Title: | Limitations of Lazy Training of Two-layers Neural Network |

See above. This work seems to be original and well written, and offers an interesting theoretical and experimental exploration of a simple version of several methods often proposed for computation-constrained applications. Edit: The authors have provided avenues for extending the results in the rebuttal. More importantly, they have provided evidence that the trends they observe hold for non-quadratic activations. I have thus incremented my score.
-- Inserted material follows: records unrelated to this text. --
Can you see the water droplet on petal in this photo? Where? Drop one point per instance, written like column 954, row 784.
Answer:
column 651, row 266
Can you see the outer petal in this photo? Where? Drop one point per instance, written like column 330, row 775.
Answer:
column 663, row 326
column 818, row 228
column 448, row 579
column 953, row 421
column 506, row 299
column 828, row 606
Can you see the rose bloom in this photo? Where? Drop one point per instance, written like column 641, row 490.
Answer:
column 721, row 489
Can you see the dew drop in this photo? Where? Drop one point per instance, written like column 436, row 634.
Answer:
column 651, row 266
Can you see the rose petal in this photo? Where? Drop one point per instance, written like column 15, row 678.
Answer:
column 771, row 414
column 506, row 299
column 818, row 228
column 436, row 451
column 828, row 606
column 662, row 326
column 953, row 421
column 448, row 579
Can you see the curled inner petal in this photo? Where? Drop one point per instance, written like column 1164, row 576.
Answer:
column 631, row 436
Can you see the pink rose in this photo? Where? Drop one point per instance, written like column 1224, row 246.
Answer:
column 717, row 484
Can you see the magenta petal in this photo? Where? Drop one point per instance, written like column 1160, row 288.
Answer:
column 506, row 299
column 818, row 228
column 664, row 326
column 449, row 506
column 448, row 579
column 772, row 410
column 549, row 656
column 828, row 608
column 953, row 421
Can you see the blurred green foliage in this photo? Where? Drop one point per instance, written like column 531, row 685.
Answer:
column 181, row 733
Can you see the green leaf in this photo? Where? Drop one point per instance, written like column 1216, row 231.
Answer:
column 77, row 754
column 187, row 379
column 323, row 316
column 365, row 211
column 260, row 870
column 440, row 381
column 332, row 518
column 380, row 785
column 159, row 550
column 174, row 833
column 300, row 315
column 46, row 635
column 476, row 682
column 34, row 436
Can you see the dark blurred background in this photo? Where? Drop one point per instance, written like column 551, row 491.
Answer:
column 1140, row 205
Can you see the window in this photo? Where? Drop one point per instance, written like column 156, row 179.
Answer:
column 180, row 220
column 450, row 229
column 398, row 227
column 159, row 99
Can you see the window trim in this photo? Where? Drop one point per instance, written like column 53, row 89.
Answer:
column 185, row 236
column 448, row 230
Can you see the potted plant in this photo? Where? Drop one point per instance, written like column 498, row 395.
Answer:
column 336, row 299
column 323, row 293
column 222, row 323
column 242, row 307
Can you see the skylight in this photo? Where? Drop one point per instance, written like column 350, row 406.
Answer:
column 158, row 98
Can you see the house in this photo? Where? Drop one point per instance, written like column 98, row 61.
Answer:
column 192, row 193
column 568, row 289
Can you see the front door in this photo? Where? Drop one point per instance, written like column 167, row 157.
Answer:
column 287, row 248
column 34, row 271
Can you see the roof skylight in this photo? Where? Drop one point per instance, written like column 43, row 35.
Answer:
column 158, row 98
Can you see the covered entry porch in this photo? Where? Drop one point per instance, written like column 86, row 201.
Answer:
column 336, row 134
The analysis shows that the error of RF is always bounded away from zero unless the number of neural N goes to infinity. Both NT and NN achieve zero error if N is greater than or equal to the dimension d. It also shows that NN always achieves smaller errors than NT, because NN learns to fit the most significant direction, while NT can only fit the sub-space that is spanned by random directions. The results of the paper is quite intuitive, but non-trivial in my perspective. It provides a clear evidence that even for simple target functions, the neural network can hold advantage over random features models. This fact is often easy to be ignored, because for many simple tasks, random features work as well as the neural networks. I think the paper can become a reference point for future work when people want to talk about MLP versus random features. The comparison between the RF and the NT is not very meaningful. It is true that NT can achieve a zero error with a finite number of neurons while RF cannot, but that only holds for specific target functions (quadratic and mixture of Gaussians), not to mention that NT has much more parameters to learn than RF. That said, the comparison between RF/NT and NN is the main contribution of this paper.

In this article, the authors analyzed the performance of a single-hidden-layer neural network model under the random feature (RF) regime, the neural tangent (NT) regime, as well as the fully trained neural network (NN) regime. By considering the tasks of 1) learning a quadratic function of d-dimensional Gaussian data, and 2) classifying a two-class d-dimensional Gaussian mixture, the authors showed that, in the high dimensional regime where the number of neurons N and the data dimension p are both large and comparable, one has NN > NT > RF in the sense of prediction performance, in the infinite data limit. In this vein, this article improves/generalizes the analyses in [25] by covering the neural tangent model, which is a more involved model that is of more practical interest. This article provides solid analyses on an interesting problem and is already quite polished. I strongly recommend it for publication. Below are a few minor comments that the authors might consider addressing before publication. **After rebuttal**: This is a solid work on an interesting topic, I vote for accepting.